Com causa suficiente e sem cometer injustiças durante o seu desenvolvimento, sim (XL, 1).
O entendeis por causa suficiente?
A dura necessidade de fazer respeitar pelas armas os direitos essenciais para as boas relações entre os homens, rompidos por uma nação que se nega a desagravar e satisfazer (ibid.).
Sem estas duas condições, a guerra é alguma vez lícita?
Não (ibid.).
Os que pelejam na guerra justa e pessoalmente não cometem injustiças praticam ato de virtude?
Sim; porque se expõem aos maiores perigos para defender a causa de Deus e de seus irmãos.
Em que consiste o pecado oposto à paz, chamado rixa?
Em uma espécie de guerra entre particulares, estabelecida sem mandato da autoridade pública; por este único conceito é sempre falta grave para quem a provoca (XLI, 1).
Acha-se compreendido neste vício o combate especial chamado duelo?
Sim; com o agravante de que o duelo se combina a sangue frio e não sob o impulso repentino da paixão.
O duelo é ato essencialmente mau?
Sim; porque o duelista põe em grave perigo a sua vida e a do seu adversário, contra o disposto por Deus.
Em que consiste a sedição como vício oposto à caridade?
Na formação de partidos ou bandos, no seio de uma nação ou Estado com objetivo de conspirar ou de promover arruaças e tumultos, uns contra os outros, ou contra a autoridade e o poder legítima (XLII, 1).

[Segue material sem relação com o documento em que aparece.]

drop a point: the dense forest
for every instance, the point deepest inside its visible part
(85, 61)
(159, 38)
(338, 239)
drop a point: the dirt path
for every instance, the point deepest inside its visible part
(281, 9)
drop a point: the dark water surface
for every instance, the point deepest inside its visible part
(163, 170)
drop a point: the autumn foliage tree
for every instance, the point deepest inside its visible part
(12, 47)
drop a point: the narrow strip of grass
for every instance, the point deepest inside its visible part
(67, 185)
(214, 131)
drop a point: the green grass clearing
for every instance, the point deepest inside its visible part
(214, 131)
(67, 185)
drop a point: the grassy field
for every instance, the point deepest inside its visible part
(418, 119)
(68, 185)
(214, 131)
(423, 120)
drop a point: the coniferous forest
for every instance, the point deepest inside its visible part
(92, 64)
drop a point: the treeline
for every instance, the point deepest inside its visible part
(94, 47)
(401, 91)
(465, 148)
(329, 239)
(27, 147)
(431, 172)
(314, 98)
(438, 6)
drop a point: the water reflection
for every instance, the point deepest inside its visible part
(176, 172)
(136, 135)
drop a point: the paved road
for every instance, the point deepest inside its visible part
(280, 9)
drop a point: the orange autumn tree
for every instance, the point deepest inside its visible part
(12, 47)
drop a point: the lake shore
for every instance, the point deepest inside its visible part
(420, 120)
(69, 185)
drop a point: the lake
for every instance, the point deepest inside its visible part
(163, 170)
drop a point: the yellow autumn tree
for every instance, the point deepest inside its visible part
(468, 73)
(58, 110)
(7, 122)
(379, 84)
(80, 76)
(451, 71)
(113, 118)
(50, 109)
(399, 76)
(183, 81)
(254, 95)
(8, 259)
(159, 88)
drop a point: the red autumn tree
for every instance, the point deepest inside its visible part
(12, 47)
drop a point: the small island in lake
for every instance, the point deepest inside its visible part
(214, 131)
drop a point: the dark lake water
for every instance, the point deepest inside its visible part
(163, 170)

O pecado da sedição tem especial gravidade?
Sim; porque assim como não pode haver bem mais apreciado num povo do que a ordem pública, base e condição indispensáveis para a sua prosperidade, assim também não se pode cometer contra ele maior crime do que o da guerra interna; assim em certo modo, a sedição é um crime superior ao da guerra injusta (XLII, 2).
Há algum pecado especial oposto à caridade por ser contrário ao seu ato exterior, chamado beneficência?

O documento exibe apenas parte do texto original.